There have been rare occasions where this special has been skipped in the past. However…this doesn’t appear to be a one-off thing. Turns out ABC no longer holds the rights to Peanuts. As for who does, you’re not gonna like it.

Earlier this year Apple announced an exclusive deal with Peanuts LLC to produce new cartoons exclusively for the Apple TV+ service. The full coverage of that deal apparently extended to the existing Peanuts cartoons as well (though the movies are owned by different companies). A day after ABC’s Linus-less schedule for October 31 came out, Great Pumpkin appeared on Apple TV+.

So is this classic special just going to be behind a paywall now? Not exactly. For the most part it will be, but Apple decided to be “nice” and offer the three holiday specials for free, for a day or two each. You’ll have to catch Pumpkin from October 30 to November 1, Thanksgiving from November 25 through November 27 and Christmas from December 11 to December 13.

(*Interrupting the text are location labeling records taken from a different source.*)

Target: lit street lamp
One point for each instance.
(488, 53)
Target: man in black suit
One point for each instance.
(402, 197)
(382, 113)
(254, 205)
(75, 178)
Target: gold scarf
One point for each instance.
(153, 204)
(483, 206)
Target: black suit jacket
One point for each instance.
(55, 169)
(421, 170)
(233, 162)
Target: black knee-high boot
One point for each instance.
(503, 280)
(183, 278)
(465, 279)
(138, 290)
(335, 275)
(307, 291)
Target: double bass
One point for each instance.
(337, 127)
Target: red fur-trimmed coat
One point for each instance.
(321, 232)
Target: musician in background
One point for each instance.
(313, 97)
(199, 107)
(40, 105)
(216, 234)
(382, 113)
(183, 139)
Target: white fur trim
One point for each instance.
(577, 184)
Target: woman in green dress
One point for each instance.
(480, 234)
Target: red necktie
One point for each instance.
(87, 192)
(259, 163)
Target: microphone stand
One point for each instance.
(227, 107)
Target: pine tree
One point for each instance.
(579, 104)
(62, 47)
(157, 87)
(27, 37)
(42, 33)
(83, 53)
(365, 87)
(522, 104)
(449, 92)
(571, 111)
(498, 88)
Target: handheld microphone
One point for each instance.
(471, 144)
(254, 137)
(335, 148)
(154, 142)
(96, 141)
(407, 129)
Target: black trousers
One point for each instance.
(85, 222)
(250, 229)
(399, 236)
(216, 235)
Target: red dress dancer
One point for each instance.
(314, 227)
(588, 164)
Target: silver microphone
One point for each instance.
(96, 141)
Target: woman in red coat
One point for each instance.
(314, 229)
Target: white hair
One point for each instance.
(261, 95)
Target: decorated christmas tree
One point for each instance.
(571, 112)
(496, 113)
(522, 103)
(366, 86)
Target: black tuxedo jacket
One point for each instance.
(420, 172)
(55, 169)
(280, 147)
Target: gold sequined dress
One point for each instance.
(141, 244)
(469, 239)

In our opinion, this is a big mistake that could wind up hurting these specials’ immortality. There are those who would say streaming is the “future,” but consider this: in a sense, Great Pumpkin has been on-demand for over thirty years. It’s been readily available to rent or own on VHS, DVD and pretty much all other video formats. None of them have overtaken TV broadcast as the most popular way to watch them.

People still prefer to tune in to the commercial version every year. TV specials like this were made to be appointment television, at a specific time, with diaper ads, and nothing else feels quite right.

In addition, they’re being held captive on a service only a minority of households subscribe to. None of the specials’ traditional viewers are going to find them on something like Apple TV+ because they won’t be looking there. This could be the beginning of the end for the Peanuts specials as an institution. The only worse fate I can think of would be if these cartoons wound up on Quibi.